Me Against Myself (July 2014) - Rohit Sood

Anti-Social Media Challenge

Tuesday 20 December 2016

Me Against Myself (July 2014)

Me Against Myself (July 2014):-

Nobody knows what I am and what I think. They don’t make the opinion about me from what others say about me. They think about me in a way I make them think about. I tell them or just showcase my weaknesses to them. I never talk about my strengths to them.
As a result, I make them think of me as a coward, low confidence person, person who has no guts, confused, less courage to pursue any task which seems uncomfortable to him, etc., etc. This is not actually what people think of me. This is what I used to think of myself, so it was me who injected these thoughts in them.

It is easy to fight with the whole world alone when it becomes your enemy if you have the belief to win. But when you yourself become your enemy then whether you win or lose, either way you going to lose for sure.
Well now all this is going to end, I am going to stop bitching around, about myself to people, now I am going to showcase my strengths and make them aware about my strengths.

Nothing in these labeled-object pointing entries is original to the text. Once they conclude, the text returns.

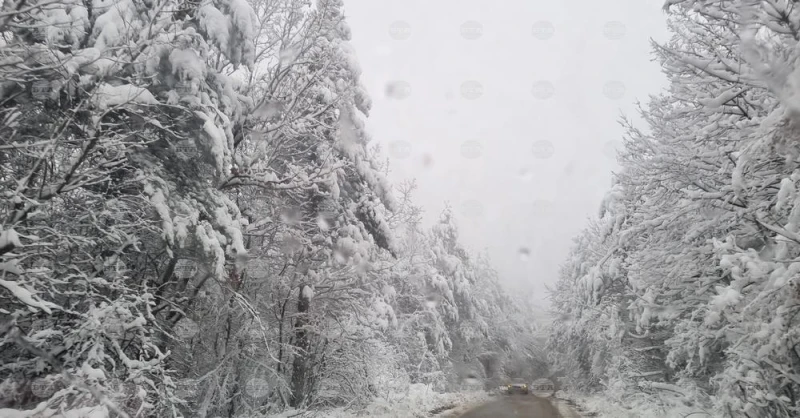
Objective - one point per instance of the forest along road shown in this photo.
(523, 406)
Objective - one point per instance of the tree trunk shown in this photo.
(301, 346)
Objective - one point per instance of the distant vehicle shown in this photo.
(517, 386)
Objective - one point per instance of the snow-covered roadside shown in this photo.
(420, 401)
(599, 406)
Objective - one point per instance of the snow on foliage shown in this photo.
(701, 230)
(196, 223)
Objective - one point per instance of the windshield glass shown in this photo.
(343, 208)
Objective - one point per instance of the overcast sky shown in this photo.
(508, 111)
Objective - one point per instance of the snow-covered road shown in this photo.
(523, 406)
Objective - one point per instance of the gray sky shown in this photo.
(522, 150)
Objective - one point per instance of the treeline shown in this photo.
(683, 293)
(194, 222)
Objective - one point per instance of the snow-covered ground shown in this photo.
(420, 401)
(599, 406)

I am going to start looking at people who love me, care about me, etc. instead of those who barely care about my existence.
It’s high time to start loving myself and to become the person I always think of but never try to become. Because the way I treat myself, becomes the way people treat me. If I keep treating myself the way I treat, then surely the time will not be far when I will start seeing whole world as my enemy. So I am going to treat myself in a way I treat others and I like to be treated by others.
(P.S. This is something I wrote to motivate myself in July 2014 at around 2:00 a.m. I kind of, felt relaxed which is one of the reasons that inspired me to write.)